In Order No. 825, FERC directed each regional transmission organization and independent system operator to institute mechanisms to trigger shortage pricing whenever resources for a particular timing interval are deemed to be scarce. Following Order No. 825, SPP filed the present proposal on March 2, 2017, which FERC staff accepted for filing subject to refund and other FERC action under the February 3, 2017 Order Delegating Further Authority to Staff in Absence of Quorum (see February 21, 2017 edition of the WER).
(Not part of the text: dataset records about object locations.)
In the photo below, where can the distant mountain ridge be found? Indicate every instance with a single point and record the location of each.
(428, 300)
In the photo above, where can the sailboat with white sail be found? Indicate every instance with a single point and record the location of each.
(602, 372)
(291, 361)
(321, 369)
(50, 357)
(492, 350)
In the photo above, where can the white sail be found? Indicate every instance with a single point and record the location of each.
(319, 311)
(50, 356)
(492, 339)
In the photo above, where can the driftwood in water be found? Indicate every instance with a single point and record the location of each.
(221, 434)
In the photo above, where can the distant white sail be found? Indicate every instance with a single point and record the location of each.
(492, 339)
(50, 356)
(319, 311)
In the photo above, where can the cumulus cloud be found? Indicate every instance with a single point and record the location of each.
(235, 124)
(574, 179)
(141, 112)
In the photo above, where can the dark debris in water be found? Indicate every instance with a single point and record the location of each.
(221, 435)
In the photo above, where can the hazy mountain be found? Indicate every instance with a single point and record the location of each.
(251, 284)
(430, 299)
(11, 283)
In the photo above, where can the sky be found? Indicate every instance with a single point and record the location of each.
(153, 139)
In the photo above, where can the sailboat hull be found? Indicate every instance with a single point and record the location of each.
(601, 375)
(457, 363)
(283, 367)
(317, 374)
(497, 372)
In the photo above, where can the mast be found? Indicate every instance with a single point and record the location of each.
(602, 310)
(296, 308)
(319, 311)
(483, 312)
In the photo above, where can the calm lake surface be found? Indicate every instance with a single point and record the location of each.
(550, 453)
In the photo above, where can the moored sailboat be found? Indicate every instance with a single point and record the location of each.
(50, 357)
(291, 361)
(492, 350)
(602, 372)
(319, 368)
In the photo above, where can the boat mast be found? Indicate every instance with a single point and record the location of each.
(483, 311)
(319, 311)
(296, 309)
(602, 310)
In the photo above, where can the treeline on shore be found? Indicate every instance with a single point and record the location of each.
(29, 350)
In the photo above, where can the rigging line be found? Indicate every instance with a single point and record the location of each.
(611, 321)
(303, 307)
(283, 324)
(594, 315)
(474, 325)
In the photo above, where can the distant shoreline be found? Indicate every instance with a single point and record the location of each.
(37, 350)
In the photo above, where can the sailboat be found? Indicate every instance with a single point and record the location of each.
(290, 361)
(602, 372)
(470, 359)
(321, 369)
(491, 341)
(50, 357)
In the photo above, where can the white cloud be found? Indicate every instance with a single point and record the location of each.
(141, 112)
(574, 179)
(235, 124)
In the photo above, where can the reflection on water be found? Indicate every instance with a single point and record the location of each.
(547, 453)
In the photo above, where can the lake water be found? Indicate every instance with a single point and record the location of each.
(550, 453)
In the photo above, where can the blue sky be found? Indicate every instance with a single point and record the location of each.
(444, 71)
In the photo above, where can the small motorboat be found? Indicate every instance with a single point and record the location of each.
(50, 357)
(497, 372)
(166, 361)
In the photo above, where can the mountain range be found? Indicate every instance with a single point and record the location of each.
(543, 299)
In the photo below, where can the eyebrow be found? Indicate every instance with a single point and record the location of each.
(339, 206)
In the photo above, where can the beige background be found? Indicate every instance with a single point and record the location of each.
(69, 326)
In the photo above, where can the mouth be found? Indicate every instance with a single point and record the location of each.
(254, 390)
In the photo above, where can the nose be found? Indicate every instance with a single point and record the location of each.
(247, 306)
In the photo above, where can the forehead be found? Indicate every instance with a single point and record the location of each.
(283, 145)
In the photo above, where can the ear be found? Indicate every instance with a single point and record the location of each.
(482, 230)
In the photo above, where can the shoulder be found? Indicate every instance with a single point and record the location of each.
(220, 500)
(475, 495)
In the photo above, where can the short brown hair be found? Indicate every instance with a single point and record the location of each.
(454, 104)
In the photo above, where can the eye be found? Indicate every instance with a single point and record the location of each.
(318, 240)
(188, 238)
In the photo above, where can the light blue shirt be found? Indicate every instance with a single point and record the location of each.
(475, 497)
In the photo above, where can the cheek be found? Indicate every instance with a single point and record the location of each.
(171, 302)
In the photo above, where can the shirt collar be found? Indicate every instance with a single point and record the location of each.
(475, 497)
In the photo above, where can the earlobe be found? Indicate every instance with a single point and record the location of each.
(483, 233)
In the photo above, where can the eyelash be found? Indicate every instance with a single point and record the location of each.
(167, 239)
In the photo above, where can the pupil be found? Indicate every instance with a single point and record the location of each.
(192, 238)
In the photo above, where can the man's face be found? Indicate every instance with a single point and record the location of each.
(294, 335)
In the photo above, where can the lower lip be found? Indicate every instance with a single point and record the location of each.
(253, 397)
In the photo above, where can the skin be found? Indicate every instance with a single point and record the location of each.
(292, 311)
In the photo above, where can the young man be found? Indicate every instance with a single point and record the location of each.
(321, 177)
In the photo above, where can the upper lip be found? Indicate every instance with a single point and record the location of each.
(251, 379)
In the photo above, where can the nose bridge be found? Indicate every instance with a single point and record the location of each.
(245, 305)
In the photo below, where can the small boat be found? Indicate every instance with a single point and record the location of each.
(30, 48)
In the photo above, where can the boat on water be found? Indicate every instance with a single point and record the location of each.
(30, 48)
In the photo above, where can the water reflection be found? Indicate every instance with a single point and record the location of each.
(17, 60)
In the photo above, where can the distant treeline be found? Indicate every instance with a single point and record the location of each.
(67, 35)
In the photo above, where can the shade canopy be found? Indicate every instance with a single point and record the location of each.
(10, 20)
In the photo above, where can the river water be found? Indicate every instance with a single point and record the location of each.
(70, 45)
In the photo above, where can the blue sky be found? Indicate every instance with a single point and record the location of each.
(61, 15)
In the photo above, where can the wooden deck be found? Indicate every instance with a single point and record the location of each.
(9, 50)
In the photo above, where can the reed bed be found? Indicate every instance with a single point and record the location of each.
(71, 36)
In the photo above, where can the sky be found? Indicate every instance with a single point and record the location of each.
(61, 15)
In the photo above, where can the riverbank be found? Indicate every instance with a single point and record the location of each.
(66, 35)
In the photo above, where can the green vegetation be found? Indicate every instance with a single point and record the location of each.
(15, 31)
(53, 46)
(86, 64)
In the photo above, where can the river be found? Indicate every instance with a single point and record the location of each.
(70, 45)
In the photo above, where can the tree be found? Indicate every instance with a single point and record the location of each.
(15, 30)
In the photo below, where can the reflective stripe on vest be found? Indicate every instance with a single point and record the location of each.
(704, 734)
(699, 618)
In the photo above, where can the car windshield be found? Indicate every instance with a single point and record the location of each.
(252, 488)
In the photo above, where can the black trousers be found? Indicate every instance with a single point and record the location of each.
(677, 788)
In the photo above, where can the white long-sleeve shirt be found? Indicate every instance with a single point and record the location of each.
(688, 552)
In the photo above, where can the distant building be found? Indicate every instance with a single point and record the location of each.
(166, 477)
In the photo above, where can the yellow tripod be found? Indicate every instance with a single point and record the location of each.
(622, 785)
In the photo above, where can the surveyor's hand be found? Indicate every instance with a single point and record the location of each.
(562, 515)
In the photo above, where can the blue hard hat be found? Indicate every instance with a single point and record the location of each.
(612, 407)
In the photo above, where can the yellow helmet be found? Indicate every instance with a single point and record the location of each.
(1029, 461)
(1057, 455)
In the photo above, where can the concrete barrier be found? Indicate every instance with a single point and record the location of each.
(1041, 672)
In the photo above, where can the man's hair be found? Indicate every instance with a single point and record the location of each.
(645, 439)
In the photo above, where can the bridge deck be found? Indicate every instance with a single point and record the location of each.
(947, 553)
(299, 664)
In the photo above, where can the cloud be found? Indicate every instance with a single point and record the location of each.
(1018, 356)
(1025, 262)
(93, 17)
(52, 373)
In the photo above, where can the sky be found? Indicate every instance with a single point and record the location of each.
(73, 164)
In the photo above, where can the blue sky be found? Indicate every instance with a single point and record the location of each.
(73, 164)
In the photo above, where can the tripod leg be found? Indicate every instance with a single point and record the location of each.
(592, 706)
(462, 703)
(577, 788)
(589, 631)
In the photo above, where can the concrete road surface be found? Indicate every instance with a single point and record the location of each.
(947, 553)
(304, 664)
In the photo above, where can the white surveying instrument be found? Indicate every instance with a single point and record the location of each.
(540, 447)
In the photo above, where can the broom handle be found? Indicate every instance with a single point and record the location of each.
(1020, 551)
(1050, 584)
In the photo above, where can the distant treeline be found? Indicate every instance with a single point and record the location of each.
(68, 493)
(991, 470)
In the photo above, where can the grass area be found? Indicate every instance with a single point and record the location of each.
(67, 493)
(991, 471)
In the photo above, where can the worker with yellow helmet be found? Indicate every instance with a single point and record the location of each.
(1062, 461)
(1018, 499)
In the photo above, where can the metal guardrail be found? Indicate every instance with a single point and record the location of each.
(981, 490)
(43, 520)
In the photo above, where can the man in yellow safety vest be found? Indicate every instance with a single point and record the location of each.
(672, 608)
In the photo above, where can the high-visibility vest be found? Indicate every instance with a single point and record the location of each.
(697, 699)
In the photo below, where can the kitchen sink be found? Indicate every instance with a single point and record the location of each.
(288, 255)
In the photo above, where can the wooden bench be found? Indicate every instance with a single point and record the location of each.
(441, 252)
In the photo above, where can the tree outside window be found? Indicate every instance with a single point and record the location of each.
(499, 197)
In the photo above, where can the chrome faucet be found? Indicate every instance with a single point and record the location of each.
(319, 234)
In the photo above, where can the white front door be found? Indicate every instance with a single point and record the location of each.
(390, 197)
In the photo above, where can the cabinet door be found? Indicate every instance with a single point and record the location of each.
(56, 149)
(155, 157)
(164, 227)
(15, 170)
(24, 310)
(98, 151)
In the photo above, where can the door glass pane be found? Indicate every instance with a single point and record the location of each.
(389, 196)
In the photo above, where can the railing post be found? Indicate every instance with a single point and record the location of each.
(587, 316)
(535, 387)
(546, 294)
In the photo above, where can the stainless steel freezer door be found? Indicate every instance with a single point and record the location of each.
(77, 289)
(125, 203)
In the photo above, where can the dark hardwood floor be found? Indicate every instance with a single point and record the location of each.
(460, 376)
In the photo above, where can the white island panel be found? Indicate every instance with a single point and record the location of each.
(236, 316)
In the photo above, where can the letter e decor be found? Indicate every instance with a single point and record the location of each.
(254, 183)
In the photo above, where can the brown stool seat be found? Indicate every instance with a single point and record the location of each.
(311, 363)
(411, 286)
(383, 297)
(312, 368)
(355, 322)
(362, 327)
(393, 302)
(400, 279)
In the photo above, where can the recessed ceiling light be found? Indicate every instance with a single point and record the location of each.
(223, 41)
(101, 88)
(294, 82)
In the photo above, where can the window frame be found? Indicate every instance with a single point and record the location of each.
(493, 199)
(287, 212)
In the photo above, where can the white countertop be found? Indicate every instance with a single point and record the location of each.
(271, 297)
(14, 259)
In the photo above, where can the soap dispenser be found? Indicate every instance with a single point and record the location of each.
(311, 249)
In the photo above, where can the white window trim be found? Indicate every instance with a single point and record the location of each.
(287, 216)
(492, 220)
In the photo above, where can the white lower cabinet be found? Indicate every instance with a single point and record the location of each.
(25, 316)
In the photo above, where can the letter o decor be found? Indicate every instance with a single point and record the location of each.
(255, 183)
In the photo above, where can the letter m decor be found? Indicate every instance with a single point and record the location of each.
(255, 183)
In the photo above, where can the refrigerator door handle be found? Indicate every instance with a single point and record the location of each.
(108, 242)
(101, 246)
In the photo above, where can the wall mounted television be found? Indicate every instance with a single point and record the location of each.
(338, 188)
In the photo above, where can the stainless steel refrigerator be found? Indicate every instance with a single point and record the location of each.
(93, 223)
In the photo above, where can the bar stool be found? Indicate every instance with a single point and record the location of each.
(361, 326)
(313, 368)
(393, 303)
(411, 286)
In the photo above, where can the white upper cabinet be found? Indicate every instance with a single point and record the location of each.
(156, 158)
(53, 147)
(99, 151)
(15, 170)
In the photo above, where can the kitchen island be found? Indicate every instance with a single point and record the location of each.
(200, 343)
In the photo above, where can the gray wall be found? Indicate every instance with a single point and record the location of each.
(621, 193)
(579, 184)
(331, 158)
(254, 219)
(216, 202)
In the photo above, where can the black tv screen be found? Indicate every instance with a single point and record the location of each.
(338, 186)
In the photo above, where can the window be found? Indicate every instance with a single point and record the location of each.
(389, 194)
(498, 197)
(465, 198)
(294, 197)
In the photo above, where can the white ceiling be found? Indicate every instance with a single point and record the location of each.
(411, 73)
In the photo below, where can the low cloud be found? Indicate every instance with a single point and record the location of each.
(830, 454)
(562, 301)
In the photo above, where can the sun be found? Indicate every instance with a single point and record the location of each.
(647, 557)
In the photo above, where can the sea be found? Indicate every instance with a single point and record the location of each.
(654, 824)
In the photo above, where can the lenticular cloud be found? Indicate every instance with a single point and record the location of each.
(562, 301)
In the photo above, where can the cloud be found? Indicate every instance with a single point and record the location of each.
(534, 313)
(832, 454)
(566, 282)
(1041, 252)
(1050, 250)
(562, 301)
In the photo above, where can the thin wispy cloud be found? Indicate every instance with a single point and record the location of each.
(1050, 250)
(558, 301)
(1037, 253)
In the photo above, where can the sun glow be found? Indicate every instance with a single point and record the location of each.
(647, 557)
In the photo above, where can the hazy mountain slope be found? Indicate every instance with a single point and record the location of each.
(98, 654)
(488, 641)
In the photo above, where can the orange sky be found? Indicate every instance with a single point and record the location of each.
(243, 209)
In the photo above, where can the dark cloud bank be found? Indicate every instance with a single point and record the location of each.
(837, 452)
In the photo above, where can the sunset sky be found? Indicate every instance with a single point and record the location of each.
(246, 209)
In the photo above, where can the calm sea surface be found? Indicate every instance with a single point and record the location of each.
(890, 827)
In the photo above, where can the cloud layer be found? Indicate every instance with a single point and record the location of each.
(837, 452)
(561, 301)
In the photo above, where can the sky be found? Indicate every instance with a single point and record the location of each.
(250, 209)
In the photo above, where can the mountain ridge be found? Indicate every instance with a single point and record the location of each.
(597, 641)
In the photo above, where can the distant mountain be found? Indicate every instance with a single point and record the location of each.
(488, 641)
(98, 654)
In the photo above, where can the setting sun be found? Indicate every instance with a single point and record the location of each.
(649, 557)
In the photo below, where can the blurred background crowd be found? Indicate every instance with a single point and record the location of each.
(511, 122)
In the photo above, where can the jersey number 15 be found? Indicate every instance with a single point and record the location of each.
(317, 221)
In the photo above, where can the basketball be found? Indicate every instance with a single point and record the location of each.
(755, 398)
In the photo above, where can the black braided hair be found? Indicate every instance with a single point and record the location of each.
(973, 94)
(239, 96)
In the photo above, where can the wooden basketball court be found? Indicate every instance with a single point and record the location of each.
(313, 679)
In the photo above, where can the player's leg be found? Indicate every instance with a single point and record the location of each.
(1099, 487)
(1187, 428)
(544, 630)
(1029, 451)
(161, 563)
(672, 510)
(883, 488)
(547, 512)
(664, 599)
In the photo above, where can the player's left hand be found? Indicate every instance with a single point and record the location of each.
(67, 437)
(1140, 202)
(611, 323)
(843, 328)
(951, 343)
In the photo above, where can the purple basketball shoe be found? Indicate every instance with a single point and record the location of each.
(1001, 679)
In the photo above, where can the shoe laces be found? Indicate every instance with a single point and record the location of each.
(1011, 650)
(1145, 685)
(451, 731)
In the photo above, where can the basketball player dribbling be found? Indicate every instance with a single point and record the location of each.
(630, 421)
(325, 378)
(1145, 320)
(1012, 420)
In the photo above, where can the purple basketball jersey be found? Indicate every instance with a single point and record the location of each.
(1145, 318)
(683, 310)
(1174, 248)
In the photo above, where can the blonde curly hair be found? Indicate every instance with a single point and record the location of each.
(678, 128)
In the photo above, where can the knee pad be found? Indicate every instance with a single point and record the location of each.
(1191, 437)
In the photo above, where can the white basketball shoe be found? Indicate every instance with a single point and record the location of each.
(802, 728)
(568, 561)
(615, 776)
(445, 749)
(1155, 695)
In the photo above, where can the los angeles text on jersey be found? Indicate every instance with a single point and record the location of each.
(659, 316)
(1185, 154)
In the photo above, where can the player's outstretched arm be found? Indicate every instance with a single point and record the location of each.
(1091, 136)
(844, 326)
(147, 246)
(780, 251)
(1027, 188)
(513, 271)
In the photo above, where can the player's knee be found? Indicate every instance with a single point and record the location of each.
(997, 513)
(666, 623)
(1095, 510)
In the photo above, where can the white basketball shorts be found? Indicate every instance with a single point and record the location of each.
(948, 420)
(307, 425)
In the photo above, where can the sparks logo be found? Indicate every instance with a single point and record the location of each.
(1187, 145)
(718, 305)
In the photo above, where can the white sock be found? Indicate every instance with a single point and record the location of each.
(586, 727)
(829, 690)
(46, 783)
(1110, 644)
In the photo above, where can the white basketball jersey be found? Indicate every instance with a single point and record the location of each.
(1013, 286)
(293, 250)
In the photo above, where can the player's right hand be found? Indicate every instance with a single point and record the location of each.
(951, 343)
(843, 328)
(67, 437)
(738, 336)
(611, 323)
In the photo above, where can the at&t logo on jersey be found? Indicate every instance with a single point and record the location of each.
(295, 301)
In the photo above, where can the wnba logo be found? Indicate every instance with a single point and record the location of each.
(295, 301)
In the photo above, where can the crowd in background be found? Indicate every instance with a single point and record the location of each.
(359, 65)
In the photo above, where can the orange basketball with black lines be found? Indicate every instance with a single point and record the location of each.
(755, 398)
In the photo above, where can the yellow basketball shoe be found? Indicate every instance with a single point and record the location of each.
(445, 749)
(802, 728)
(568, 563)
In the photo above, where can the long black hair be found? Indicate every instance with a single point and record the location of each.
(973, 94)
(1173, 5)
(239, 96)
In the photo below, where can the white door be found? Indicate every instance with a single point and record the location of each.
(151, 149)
In its filing, SPP proposed variable demand curves that would set prices to reflect the severity of a shortage of operating reserve products, such as regulation and contingency reserves. According to the proposal, the demand curve for contingency reserves would be calculated based on projected resource availability in the SPP Balancing Authority Area for the operating day. The regulation demand curves, in turn, would be based on the greater of the marginal resource clearing cost or a newly-devised pricing methodology that considers historical data.